За судейским столом восседал армвоенюрист Ульрих, похожий на старого жирного бульдога — щеки свисали, затылок в складках, с губ, казалось, капает слюна, глазешки же — свиные, а наголо бритый череп напоминал отлакированное страусиное яйцо. Двое других судей — Матулевич с Иевлевым — отличались безликостью, даже походили друг на друга, как манекены в магазинных витринах. За две — без малого — недели процесса они помалкивали, точно и в самом деле безгласные манекены, сидели безучастно — вполне вероятно, им и предназначалась такая роль — членов коллегии, олицетворения демократичности процесса, не более. Судьи и секретарь — в военных френчах с высокими знаками различия, прокурор Вышинский в отменно сшитом костюме, уголок платка выглядывал из нагрудного кармана, поблескивал крахмальный пластрон белейшей сорочки. Адвокаты врачей — другие подсудимые от защитников отказались — Брауде и Коммодов выглядели, будто в чем-то провинились, и это заметил профессионально проницательный доктор Плетнев.

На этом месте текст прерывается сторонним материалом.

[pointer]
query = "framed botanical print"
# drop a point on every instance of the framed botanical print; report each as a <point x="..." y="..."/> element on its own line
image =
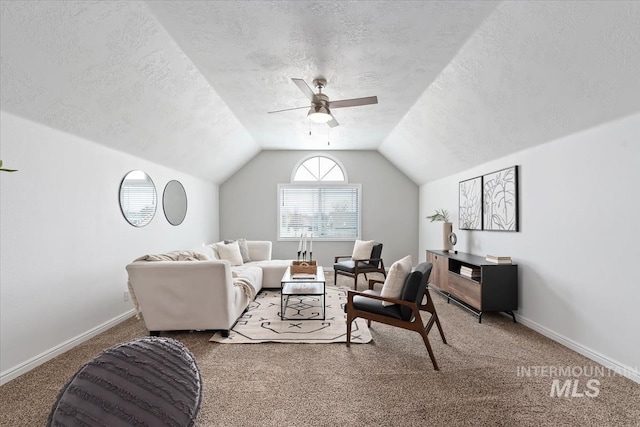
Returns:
<point x="470" y="204"/>
<point x="500" y="200"/>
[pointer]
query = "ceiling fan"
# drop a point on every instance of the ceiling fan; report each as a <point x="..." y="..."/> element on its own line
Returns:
<point x="320" y="109"/>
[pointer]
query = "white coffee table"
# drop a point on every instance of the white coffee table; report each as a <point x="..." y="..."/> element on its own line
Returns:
<point x="290" y="286"/>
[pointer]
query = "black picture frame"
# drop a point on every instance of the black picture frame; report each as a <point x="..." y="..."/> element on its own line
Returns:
<point x="470" y="204"/>
<point x="500" y="200"/>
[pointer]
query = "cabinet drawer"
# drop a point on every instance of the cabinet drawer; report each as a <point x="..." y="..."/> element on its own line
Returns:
<point x="465" y="290"/>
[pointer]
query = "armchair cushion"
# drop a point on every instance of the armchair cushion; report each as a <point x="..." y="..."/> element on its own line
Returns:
<point x="394" y="282"/>
<point x="373" y="305"/>
<point x="362" y="249"/>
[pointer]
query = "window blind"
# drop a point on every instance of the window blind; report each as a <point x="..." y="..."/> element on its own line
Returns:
<point x="330" y="212"/>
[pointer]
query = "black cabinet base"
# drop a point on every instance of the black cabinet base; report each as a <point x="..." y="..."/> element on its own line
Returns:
<point x="477" y="313"/>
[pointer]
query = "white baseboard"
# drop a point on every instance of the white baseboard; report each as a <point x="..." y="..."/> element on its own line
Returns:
<point x="626" y="371"/>
<point x="38" y="360"/>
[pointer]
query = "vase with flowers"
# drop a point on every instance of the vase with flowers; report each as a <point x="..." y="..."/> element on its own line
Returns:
<point x="447" y="226"/>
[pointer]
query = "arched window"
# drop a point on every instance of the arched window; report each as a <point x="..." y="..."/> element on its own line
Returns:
<point x="319" y="202"/>
<point x="319" y="168"/>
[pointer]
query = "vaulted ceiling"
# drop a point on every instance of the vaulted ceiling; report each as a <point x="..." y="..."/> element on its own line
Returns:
<point x="188" y="84"/>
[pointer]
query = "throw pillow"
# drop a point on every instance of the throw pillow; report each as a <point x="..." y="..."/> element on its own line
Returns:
<point x="362" y="249"/>
<point x="393" y="284"/>
<point x="244" y="248"/>
<point x="230" y="252"/>
<point x="207" y="250"/>
<point x="214" y="247"/>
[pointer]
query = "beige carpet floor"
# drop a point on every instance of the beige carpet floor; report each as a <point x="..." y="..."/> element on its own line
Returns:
<point x="387" y="382"/>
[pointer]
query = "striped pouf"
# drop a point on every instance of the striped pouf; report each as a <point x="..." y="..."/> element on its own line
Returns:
<point x="150" y="381"/>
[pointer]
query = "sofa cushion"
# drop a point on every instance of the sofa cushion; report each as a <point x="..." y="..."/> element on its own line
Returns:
<point x="251" y="273"/>
<point x="394" y="282"/>
<point x="231" y="253"/>
<point x="244" y="248"/>
<point x="272" y="271"/>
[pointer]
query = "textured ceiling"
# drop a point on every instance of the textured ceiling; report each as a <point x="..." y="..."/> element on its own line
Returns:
<point x="187" y="84"/>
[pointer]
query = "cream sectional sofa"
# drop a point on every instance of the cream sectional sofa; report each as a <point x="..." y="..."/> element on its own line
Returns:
<point x="205" y="294"/>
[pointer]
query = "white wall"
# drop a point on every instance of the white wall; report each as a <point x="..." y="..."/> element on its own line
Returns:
<point x="248" y="204"/>
<point x="64" y="242"/>
<point x="579" y="245"/>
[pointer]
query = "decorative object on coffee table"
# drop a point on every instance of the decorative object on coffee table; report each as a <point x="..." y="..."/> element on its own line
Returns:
<point x="447" y="227"/>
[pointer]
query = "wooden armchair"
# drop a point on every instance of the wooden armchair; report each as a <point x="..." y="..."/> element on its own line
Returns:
<point x="405" y="313"/>
<point x="354" y="267"/>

Начинался заключительный акт многолюдного спектакля.
Каморка в лазаретном лагерном бараке, отделенная от прочих помещений дощатой перегородкой, оклеенной газетами, чтобы не просматривались сквозь щели внутренности докторской опочивальни, — каморка эта выстыла вконец; на окошке, размером в тетрадный листок, начал намерзать лед, но жалкую норму дровишек Плетнев, занедужив, израсходовал с утра, теперь оставалось либо дрожать под арестантским одеялом и арестантским же бушлатом, либо перетащить — с подмогою — топчан к больным, в палату, слегка согреваемую дыханием и пердячим паром (эту лагерную лексику и еще похлеще он давно усвоил, хотя и не употреблял), либо, наконец, надеяться на милость природы в лице работника КВЧ, культурно-воспитательной части, безунывного и пройдошистого Саши, — он принесет газету, доставляемую сюда с двухнедельным опозданием и, вероятно, прихватит малую толику щепок.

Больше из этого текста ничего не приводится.